Et voilà un communiqué des évêques de Normandie :
«Faut-il payer l’impôt ? » : les chrétiens connaissent la question posée à Jésus dans l’Évangile. Sa réponse est davantage connue : « Rendez à César ce qui est à César, et à Dieu ce qui est à Dieu ».
Cette maxime est souvent interprétée pour demander aux croyants de réserver leur foi à Dieu et de se comporter comme tous les autres citoyens pour le reste. Les évêques de Normandie n’entendent pas dicter des décisions, encore moins donner des leçons. Conscients des enjeux qui dépassent toute frontière, ils proposent quatre réflexions. Comme Jésus et tous l’ont compris, la question réelle de l’impôt en cache bien d’autres.

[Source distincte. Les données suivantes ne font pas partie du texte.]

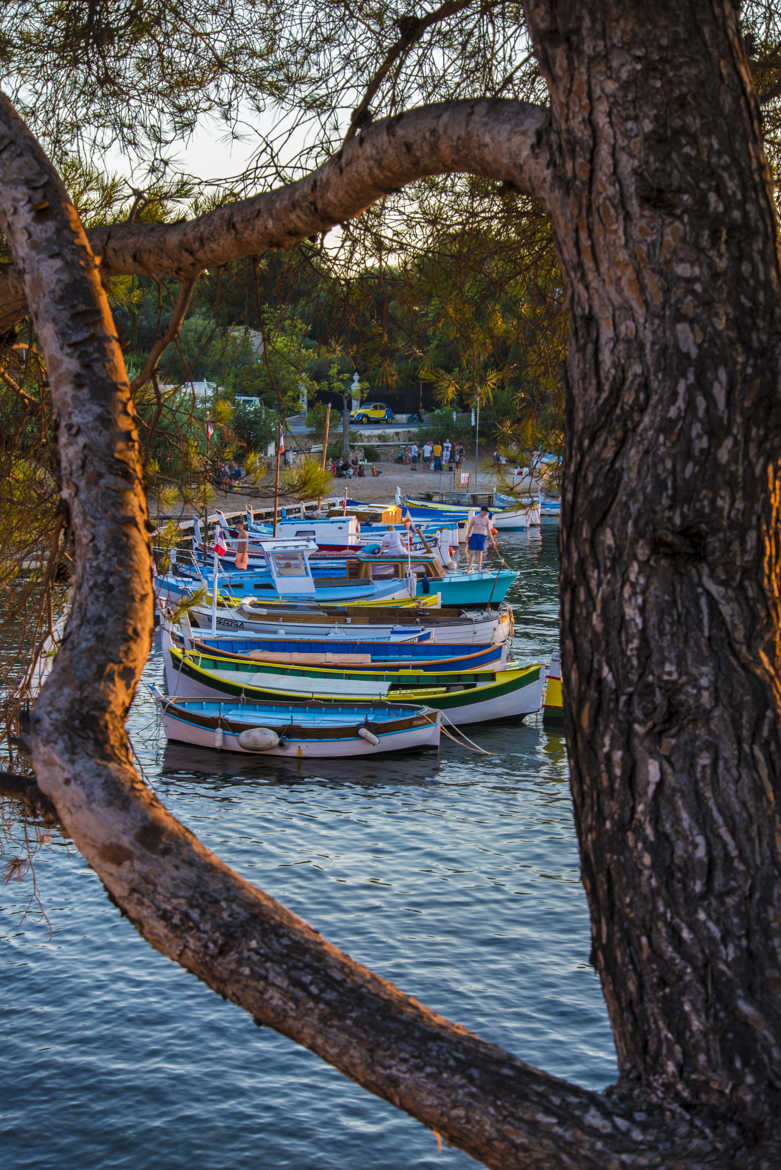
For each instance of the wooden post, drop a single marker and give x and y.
(281, 448)
(325, 449)
(325, 441)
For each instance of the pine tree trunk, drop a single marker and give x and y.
(670, 538)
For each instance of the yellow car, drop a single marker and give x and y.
(372, 412)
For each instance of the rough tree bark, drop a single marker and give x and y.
(670, 538)
(650, 166)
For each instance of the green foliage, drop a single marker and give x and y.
(306, 480)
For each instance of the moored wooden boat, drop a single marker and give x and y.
(313, 730)
(444, 625)
(360, 655)
(464, 696)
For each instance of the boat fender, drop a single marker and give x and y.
(258, 740)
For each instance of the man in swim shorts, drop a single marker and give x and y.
(478, 534)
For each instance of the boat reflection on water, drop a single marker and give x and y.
(408, 769)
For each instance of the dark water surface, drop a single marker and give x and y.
(453, 875)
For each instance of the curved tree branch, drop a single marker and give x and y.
(495, 139)
(181, 897)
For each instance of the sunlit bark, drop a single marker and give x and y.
(650, 167)
(670, 538)
(436, 139)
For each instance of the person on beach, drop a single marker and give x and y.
(392, 543)
(242, 546)
(478, 534)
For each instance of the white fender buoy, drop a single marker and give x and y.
(258, 740)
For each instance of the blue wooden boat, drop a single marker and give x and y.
(285, 577)
(312, 730)
(354, 654)
(464, 696)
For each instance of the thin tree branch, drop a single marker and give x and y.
(412, 32)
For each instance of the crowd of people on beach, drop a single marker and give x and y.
(435, 456)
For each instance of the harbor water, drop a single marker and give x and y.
(453, 874)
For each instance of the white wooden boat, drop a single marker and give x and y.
(463, 696)
(302, 731)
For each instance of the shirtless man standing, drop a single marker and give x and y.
(478, 534)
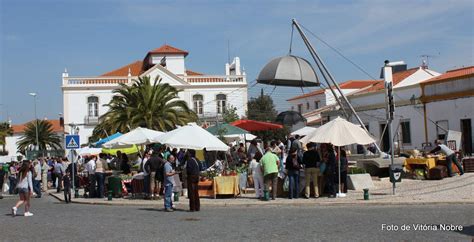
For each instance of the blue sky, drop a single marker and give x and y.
(41, 38)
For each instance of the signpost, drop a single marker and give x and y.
(72, 143)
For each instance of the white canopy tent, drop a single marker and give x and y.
(340, 132)
(304, 131)
(191, 136)
(138, 136)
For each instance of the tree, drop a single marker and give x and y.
(263, 109)
(147, 104)
(230, 114)
(5, 130)
(46, 136)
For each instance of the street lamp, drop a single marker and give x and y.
(36, 119)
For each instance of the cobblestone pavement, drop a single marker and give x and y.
(54, 220)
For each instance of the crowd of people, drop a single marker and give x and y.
(163, 168)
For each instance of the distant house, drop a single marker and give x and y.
(19, 131)
(311, 104)
(208, 95)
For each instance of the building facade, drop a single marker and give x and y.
(208, 95)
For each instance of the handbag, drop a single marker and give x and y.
(322, 167)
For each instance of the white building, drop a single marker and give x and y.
(311, 104)
(19, 131)
(207, 95)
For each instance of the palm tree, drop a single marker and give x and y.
(46, 136)
(5, 130)
(145, 104)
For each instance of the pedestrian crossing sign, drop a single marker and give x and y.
(72, 141)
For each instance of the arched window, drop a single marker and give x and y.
(221, 103)
(93, 106)
(197, 104)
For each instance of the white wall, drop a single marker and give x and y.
(451, 110)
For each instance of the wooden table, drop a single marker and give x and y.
(428, 162)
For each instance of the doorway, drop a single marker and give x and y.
(385, 139)
(466, 140)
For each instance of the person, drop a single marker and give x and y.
(2, 177)
(67, 187)
(25, 188)
(343, 169)
(125, 166)
(331, 175)
(311, 161)
(44, 175)
(169, 172)
(146, 174)
(296, 144)
(100, 168)
(192, 172)
(152, 167)
(58, 173)
(253, 148)
(37, 179)
(12, 178)
(90, 168)
(450, 157)
(293, 167)
(256, 170)
(270, 163)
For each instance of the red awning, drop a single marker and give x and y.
(252, 125)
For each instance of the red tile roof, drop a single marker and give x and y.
(20, 128)
(167, 49)
(136, 68)
(351, 84)
(452, 74)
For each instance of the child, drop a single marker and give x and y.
(67, 187)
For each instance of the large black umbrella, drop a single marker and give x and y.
(290, 118)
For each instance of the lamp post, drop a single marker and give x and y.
(36, 120)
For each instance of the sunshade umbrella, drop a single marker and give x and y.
(88, 151)
(191, 136)
(252, 125)
(290, 118)
(138, 136)
(290, 70)
(340, 132)
(107, 139)
(303, 131)
(226, 129)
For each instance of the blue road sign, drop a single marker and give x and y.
(72, 142)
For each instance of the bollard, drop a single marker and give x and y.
(266, 195)
(366, 194)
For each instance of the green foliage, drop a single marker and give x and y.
(46, 136)
(230, 114)
(145, 103)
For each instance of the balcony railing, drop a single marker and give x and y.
(91, 120)
(115, 81)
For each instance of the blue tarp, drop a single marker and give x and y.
(105, 140)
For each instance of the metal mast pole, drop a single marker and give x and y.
(325, 71)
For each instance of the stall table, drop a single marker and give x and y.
(428, 162)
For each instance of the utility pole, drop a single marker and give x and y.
(36, 120)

Notre première réflexion est un appel à cesser toute violence. Celle-ci a des formes manifestes, physique ou verbale, et d’autres plus subtiles. L’injustice, le mépris ou l’ignorance sont aussi des violences. Mais une violence n’en justifie pas une autre.
Comment arrêter l’engrenage ? Il n’y a pas d’autres moyens que l’humilité, la reconnaissance de l’autre, et le désarmement. Chacun peut éviter de mettre de l’huile sur le feu, dans ses conversations et par son attitude. Mieux, soyons convaincants auprès de notre voisin tenté par la violence.
« Penser l’économie sans la fraternité est stérile »
La deuxième réflexion est le corollaire de cet appel : tout ce qui est dialogue est bon. La sortie de crise ne se fera pas si on considère qu’il s’agit d’un face-à-face entre citoyens et gouvernants où chacun serait sommé de choisir son camp. Les sondages clivants n’aident pas davantage. Nous encourageons les chrétiens, les hommes et les femmes de bonne volonté à participer à tout débat. Dans ces débats, les corps intermédiaires que sont la famille, l’école, les associations, les organisations syndicales, les partis politiques, les collectivités territoriales, les institutions doivent être reconnus, sans oublier les nations voisines ou plus lointaines.
Une troisième réflexion est le double impératif de la transition écologique et de la transition solidaire. Le pape François a vu juste en répétant « tout est lié » dans Laudato Si. Il y propose une écologie intégrale, le respect de la planète et le développement de l’humain. Pour le chrétien, comment penser un Dieu créateur qui enjoindrait de choisir entre le respect de la planète et la solidarité entre les hommes ? Pour autant, ni l’écologie ni la solidarité ne se trouvent dans la consommation devenue obsédante pour tous, ceux qui doivent survivre, ceux qui sont dans la crainte de perdre du pouvoir d’achat ou en veulent toujours plus, ceux qui ont perdu toute mesure dans l’argent ostentatoire.
Une quatrième réflexion est de faire confiance aux véritables énergies renouvelables que sont le cœur et la raison de tout être humain, et la richesse de la vie commune. C’est ce que nous appelons « des énergies spirituelles ». Prendre soin des enfants, des jeunes, des personnes malades et en fin de vie, aimer, préserver, encourager la famille, reconnaître les leviers de la générosité et de tout ce qui fait le vrai bonheur de la vie en société sont aussi une œuvre politique. Penser l’économie sans la fraternité est stérile.
Faut-il payer l’impôt ? Jésus voit juste en complétant la réponse : ce ne sera jamais suffisant, si nous ne rendons pas à Dieu ce qui lui appartient, l’honneur d’être de sa famille fondée sur l’amour. Quand les chrétiens disent à Dieu « Notre Père », ils ne veulent et ne peuvent exclure personne. Leur prière se fait plus intense et plus fraternelle à l’approche de Noël. »
MMgrs Jean-Claude Boulanger (Bayeux-Lisieux), Jean-Luc Brunin (Le Havre), Jacques Habert (Séez), Laurent Le Boulc’h (Coutances et Avranches), Dominique Lebrun (Rouen), Christian Nourrichard (Évreux).